If it is really as simple as “read your documents,” then why does an entire industry exist around HOAs? It should be simple, right?
Everyone is focused on their individual piece of the system, while very few step back and ask what happens when all of these decisions scale across more than 75 million Americans living in HOA communities.
From inside the vacuum, each decision can look reasonable. From above, it looks like a system eating itself. And I do not speak out about this just to create tension.
I speak out because I still believe there is time to stop the train wreck - but not if everyone keeps defending their individual piece of the system while pretending the whole thing is not shaking underneath us.
This does not get fixed by one board, one manager, one attorney, one legislator, one homeowner, or one industry organization acting alone.
It gets fixed when the people who helped build, manage, profit from, legislate, defend, and live inside this system are willing to stand up to the power players and sit down at the same table and tell the truth about what is actually happening. And maybe part of the reason this is so hard for people to see is that the industry is so fragmented.
One association at a time. One board at a time. One special assessment at a time. One foreclosure at a time. One management company acquisition at a time.
From the ground, it looks isolated - but from above it looks like an industry eating itself - ouroboros.
Maybe people do see it and simply do not care because private equity, consolidation, vertical integration, vendor networks, collection pipelines, and crisis-driven legislation have created the next monetary feeding frenzy, and their smoke and mirrors have our focus elsewhere. But we all know how private equity infusion ends - with a small minority profiting while the rest are left devastated. To think we will be different is simply foolish. Nobody seems to want to say that part out loud. But if we want any chance at stopping this, we must start with the truth.

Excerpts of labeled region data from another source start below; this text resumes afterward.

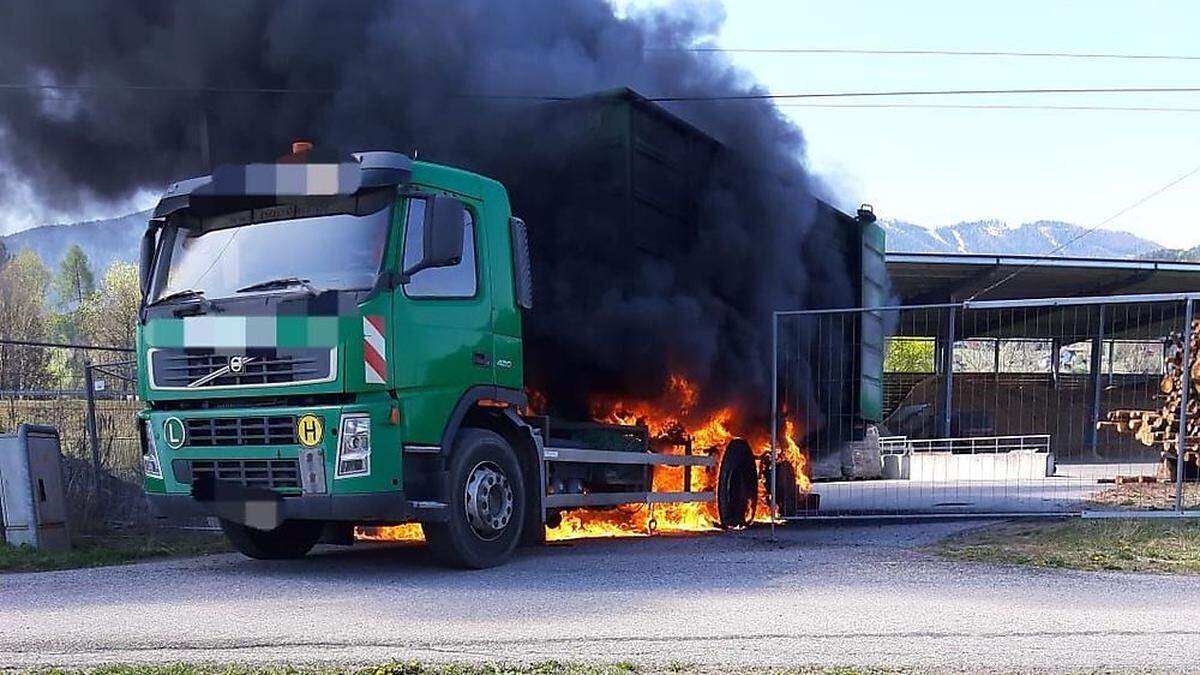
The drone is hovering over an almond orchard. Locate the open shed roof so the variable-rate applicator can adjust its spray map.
[887,253,1200,342]
[887,253,1200,305]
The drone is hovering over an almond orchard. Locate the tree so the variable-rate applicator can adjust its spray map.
[883,338,934,372]
[0,251,50,390]
[78,263,142,348]
[54,244,96,307]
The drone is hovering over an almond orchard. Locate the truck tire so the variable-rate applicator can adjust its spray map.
[716,438,758,530]
[221,520,325,560]
[421,428,526,569]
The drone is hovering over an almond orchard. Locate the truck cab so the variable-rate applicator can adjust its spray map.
[138,144,739,568]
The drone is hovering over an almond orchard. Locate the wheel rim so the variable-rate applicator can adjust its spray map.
[463,461,514,542]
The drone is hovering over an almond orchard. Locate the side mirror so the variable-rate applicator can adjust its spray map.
[138,225,158,298]
[404,195,460,276]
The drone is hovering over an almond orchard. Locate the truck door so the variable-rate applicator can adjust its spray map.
[392,192,494,443]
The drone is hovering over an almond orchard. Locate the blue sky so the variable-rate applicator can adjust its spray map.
[631,0,1200,246]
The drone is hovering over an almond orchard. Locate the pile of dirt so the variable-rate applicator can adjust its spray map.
[1087,483,1200,510]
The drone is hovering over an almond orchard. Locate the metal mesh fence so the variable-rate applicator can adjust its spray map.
[775,295,1200,515]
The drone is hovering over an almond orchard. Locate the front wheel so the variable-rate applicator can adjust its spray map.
[221,520,324,560]
[421,429,526,569]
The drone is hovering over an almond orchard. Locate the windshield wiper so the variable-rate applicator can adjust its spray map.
[146,288,204,307]
[235,276,320,295]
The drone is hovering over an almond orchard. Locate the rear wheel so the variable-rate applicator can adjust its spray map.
[221,520,325,560]
[716,438,758,528]
[421,429,526,569]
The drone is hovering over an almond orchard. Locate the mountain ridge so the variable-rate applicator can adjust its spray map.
[880,220,1165,259]
[0,210,1180,273]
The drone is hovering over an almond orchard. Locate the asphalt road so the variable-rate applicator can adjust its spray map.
[0,522,1200,670]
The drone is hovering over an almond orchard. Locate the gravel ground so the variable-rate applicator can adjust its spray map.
[0,521,1200,671]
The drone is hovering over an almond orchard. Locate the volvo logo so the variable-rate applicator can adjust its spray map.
[187,357,258,388]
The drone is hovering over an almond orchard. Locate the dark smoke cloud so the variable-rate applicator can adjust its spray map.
[0,0,851,425]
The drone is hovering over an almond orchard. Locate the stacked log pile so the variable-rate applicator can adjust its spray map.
[1099,321,1200,473]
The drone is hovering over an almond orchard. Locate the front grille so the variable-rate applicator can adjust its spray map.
[182,459,300,490]
[150,348,331,389]
[184,414,299,448]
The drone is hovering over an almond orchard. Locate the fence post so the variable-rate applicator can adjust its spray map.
[770,312,779,542]
[1175,298,1192,513]
[941,306,955,438]
[83,359,100,498]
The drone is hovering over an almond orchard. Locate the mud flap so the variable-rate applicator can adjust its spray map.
[192,476,283,530]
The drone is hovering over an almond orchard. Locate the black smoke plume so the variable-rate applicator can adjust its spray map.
[0,0,853,425]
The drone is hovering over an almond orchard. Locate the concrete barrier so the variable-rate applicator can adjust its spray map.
[908,450,1054,483]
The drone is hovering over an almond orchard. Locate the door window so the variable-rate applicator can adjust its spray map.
[404,199,479,298]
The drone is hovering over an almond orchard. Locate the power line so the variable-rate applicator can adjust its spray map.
[647,86,1200,103]
[776,103,1200,113]
[643,47,1200,61]
[0,82,337,95]
[966,166,1200,303]
[7,82,1200,103]
[0,340,133,353]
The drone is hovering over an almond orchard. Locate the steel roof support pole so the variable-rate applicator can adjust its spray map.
[938,307,955,438]
[1175,298,1193,513]
[1087,305,1108,455]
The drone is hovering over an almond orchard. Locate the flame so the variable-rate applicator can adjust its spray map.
[356,375,812,542]
[354,522,425,542]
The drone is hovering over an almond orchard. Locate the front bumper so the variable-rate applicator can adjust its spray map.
[146,482,446,530]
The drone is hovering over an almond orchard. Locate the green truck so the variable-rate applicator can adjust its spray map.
[138,91,883,568]
[138,147,757,567]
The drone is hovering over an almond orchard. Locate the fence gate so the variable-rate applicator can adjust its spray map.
[773,294,1200,518]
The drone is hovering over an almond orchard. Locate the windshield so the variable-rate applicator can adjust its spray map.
[152,195,391,299]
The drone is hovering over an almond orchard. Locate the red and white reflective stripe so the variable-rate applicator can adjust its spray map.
[362,315,388,384]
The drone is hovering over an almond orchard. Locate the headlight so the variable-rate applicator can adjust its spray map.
[335,413,371,478]
[142,419,162,478]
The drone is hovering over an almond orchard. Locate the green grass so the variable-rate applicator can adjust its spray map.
[23,661,916,675]
[932,518,1200,574]
[0,533,229,573]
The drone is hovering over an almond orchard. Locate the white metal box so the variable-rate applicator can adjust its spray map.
[0,424,71,549]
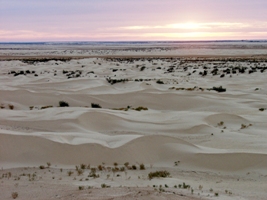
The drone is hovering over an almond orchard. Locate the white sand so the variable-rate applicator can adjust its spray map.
[0,42,267,199]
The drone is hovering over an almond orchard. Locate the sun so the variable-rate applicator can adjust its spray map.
[170,22,202,30]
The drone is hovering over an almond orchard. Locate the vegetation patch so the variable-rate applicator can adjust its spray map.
[148,170,170,180]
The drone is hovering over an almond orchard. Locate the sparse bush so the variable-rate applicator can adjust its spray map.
[77,169,83,176]
[11,192,19,199]
[67,171,73,176]
[210,86,226,92]
[8,104,14,110]
[80,164,86,169]
[91,103,102,108]
[218,121,224,126]
[156,80,164,84]
[59,101,69,107]
[182,183,190,189]
[139,164,146,170]
[39,165,45,169]
[101,183,110,188]
[148,170,170,179]
[79,186,84,190]
[134,106,148,111]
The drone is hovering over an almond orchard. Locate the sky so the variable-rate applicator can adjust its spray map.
[0,0,267,42]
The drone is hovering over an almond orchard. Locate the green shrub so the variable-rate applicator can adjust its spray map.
[59,101,69,107]
[156,80,164,84]
[148,170,170,179]
[91,103,102,108]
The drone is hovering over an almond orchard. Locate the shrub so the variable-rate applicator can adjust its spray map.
[59,101,69,107]
[101,183,110,188]
[8,104,14,110]
[148,170,170,179]
[80,164,86,169]
[79,186,84,190]
[135,106,148,111]
[39,165,45,169]
[67,171,73,176]
[210,86,226,92]
[156,80,164,84]
[91,103,102,108]
[11,192,19,199]
[139,164,146,170]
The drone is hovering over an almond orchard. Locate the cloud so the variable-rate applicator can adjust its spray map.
[119,22,251,30]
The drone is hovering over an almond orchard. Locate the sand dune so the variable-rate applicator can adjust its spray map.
[0,46,267,199]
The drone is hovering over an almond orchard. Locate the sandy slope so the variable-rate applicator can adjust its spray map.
[0,43,267,199]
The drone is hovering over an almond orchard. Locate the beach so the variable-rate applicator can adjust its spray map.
[0,42,267,200]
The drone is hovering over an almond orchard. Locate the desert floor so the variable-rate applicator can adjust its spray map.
[0,45,267,200]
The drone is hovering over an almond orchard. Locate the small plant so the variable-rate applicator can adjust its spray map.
[139,164,146,170]
[209,86,226,92]
[218,121,224,126]
[59,101,69,107]
[148,171,170,180]
[241,124,247,129]
[134,106,148,111]
[67,171,73,176]
[79,186,84,190]
[11,192,19,199]
[124,162,129,168]
[39,165,45,169]
[80,164,86,169]
[91,103,102,108]
[77,169,83,176]
[97,165,103,171]
[101,183,110,188]
[8,104,14,110]
[174,160,180,166]
[182,183,190,189]
[156,80,164,84]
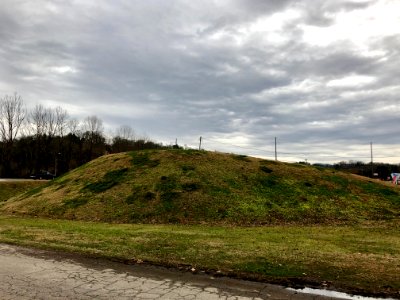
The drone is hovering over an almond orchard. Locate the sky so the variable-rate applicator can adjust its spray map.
[0,0,400,164]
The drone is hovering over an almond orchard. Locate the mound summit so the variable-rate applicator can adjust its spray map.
[1,149,400,225]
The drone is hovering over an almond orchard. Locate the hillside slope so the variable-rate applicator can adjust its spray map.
[1,150,400,225]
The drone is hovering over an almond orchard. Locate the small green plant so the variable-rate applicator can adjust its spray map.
[82,168,128,193]
[231,154,250,162]
[64,198,89,208]
[129,151,160,168]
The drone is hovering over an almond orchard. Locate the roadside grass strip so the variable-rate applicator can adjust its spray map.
[0,216,400,298]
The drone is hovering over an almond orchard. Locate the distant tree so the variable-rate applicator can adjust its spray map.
[0,93,26,176]
[111,125,135,153]
[0,93,26,144]
[82,116,106,161]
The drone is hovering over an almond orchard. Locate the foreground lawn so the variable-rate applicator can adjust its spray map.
[0,216,400,297]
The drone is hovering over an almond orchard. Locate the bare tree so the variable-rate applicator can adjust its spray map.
[0,93,26,145]
[82,116,104,134]
[67,119,80,136]
[29,104,48,137]
[0,93,26,176]
[115,125,135,141]
[55,106,68,137]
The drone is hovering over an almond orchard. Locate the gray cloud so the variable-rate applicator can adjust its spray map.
[0,0,400,161]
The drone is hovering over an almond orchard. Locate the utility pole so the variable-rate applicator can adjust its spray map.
[370,142,374,177]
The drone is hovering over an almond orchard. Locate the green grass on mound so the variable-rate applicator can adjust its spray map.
[0,180,44,203]
[2,150,400,225]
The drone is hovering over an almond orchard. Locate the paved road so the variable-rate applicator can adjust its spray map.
[0,244,340,300]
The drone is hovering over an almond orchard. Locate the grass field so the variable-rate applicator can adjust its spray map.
[0,150,400,298]
[0,150,400,225]
[0,180,44,203]
[0,216,400,297]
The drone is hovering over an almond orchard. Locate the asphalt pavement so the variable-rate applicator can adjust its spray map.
[0,244,340,300]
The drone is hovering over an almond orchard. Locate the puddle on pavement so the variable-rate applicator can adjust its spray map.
[288,287,395,300]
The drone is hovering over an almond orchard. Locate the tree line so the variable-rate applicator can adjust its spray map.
[0,93,167,178]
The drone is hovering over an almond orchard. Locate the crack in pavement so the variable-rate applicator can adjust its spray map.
[0,244,338,300]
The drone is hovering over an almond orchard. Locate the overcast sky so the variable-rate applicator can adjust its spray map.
[0,0,400,163]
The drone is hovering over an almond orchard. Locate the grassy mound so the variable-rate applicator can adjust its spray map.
[0,180,44,203]
[1,150,400,225]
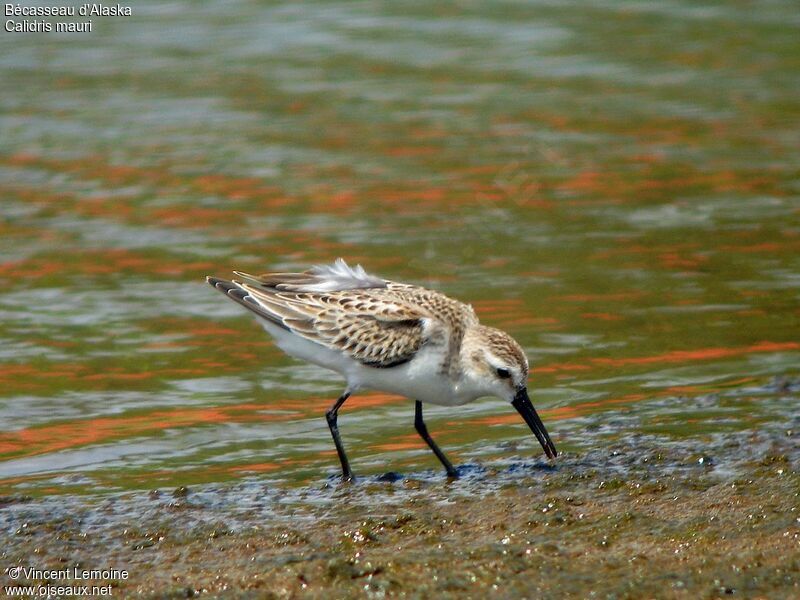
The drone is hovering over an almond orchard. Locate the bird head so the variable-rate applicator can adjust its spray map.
[462,325,558,458]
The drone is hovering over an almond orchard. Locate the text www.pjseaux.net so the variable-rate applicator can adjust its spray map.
[3,565,128,598]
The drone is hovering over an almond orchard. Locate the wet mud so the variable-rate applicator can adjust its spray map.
[0,418,800,598]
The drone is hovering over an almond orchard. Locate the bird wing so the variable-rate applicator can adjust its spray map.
[238,280,428,368]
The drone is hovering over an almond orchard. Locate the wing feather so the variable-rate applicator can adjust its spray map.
[234,282,427,368]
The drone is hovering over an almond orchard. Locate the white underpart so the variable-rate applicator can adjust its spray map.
[258,318,476,406]
[291,258,386,292]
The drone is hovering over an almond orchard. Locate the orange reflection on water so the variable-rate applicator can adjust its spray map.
[0,403,298,460]
[531,341,800,373]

Stop pretending this is only about bad homeowners, bad boards, or bad managers.
Stop pretending that much of our advocacy is not geared, and driven by industry partner interests.
Require real reserve funding conversations.
Follow the money in vendor relationships.
Bring homeowners, boards, managers, attorneys, legislators, lenders, insurers, developers, and industry organizations to the same table.
Stop measuring success by appearances while communities are rotting financially underneath.
And begin looking at nationwide legislation and accountability instead of continuing with a piecemeal framework of chaos.
Lastly, lobby for and support a full investigation into the new HOA management company extraction model, including pay-to-play alliances, insurance commission sharing, cash payments disguised as earned banking credits, and the ways in which these systems have emerged and financially harmed community associations through layered extraction.
If these practices are serious enough to investigate in industries like healthcare and pharmacy chains such as CVS, then why would HOAs, where millions of Americans are financially captive inside mandatory associations, be exempt from the same scrutiny?